A perspective depth transformation does two things:
1) transforms every point in object space to a point in image space.
2) maintains depth information in 2-space
Why do we want depth information in 2-space?
Final perspective depth transformation is:
Xps = (d*x)/(d+z)
Yps = (d*y)/(d+z)
Zps = z/(d+z)
If you would like a detailed explanation of Zps, read pages 185-187.
View Plane Transformations
Once an object has been specified in 3-space, we must be able to produce a view of this object from any position in space.
Let's say we want to produce the following visual effect: A three dimensional cube rotating about the origin. Give two totally different ways we could achieve this effect.
How do we specifiy the viewpoint we need in 3-space?
1) Use a direction vector N which points from the viewpoint to the object
2) Specify a distance d from the viewpoint to the object
Note: We will choose to pick a point R on the object as a reference point.
Discuss Figure 6.9 on p.189
Discuss pp. 189-190 in book
view plane transformation - transforms our original coordinates into view plane coordinates.
The user must specify each of the following:
1) (Rx,Ry,Rz) - view reference point which is the point on the object which we focus on.
2) (Nx,Ny,Nz) - view plane normal which is the vector which gives the direction from the view plane to the reference point.

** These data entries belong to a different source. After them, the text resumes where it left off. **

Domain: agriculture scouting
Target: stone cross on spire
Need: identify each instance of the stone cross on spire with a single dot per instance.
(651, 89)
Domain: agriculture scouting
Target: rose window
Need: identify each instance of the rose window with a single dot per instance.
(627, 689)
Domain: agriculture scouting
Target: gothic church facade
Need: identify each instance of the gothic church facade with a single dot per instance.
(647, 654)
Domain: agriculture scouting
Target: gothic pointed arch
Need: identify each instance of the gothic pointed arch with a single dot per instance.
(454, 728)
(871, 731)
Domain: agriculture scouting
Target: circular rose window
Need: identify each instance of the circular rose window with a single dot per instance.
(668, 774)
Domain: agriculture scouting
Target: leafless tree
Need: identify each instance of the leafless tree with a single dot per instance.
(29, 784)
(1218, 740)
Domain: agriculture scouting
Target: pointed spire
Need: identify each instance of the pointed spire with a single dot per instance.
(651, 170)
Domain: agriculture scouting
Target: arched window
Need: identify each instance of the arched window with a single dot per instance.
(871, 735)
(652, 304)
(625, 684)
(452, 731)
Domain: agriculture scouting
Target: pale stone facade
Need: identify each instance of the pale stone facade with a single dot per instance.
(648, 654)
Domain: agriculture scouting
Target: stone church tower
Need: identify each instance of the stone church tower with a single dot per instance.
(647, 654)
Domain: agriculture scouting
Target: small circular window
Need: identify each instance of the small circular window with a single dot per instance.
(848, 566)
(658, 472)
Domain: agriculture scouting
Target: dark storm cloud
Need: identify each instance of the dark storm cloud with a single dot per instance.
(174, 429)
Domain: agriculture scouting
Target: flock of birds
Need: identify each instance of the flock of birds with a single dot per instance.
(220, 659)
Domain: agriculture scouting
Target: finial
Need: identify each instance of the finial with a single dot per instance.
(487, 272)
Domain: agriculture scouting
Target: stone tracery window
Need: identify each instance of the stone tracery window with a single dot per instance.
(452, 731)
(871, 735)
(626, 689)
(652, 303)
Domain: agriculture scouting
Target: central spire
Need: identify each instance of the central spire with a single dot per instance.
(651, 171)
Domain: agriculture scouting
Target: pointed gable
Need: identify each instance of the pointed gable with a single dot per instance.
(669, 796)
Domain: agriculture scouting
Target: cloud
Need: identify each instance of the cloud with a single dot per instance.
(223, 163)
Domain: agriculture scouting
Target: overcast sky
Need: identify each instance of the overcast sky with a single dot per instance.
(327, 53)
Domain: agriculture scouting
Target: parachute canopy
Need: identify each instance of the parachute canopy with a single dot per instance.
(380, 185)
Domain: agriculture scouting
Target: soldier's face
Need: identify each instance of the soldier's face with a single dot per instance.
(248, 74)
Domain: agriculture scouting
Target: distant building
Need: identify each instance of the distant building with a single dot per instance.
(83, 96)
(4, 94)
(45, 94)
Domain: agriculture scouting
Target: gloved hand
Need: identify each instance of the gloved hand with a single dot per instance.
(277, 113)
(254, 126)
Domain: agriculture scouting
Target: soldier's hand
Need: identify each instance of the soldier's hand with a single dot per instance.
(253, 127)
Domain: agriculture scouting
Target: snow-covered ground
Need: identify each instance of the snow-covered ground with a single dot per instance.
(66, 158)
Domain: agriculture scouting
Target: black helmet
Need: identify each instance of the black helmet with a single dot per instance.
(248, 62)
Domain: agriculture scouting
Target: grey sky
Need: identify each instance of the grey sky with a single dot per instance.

3) (Ux,Uy,Uz) - view up direction which gives the direction of the y-axis of the view plane.
4) d - the view distance.
Before proceeding with the steps to view the object, we need some initial calculations as follows:
1) View plane normal (Nx,Ny,Nz) does not necessarily have length d. Why??
L = sqrt(Nx^2 + Ny^2 + Nz^2) length of vec(N)
nx = (Nx*d)/L
ny = (Ny*d)/L
nz = (Nz*d)/L
Questions:
a) Why did we divide the above by L? That is, what did dividing by L do for us?
b) Did we change the direction of vec(N)? Why or why not?
c) Prove or disprove the the vector (nx,ny,nz) has length d.
The transformation matrices are discussed in detail on pp.191-194. This logic follows from the rotation about an arbitrary axis. Once the alignment takes place, the perspective projections can take place and this theory has also been discussed. The implementation details are all yours.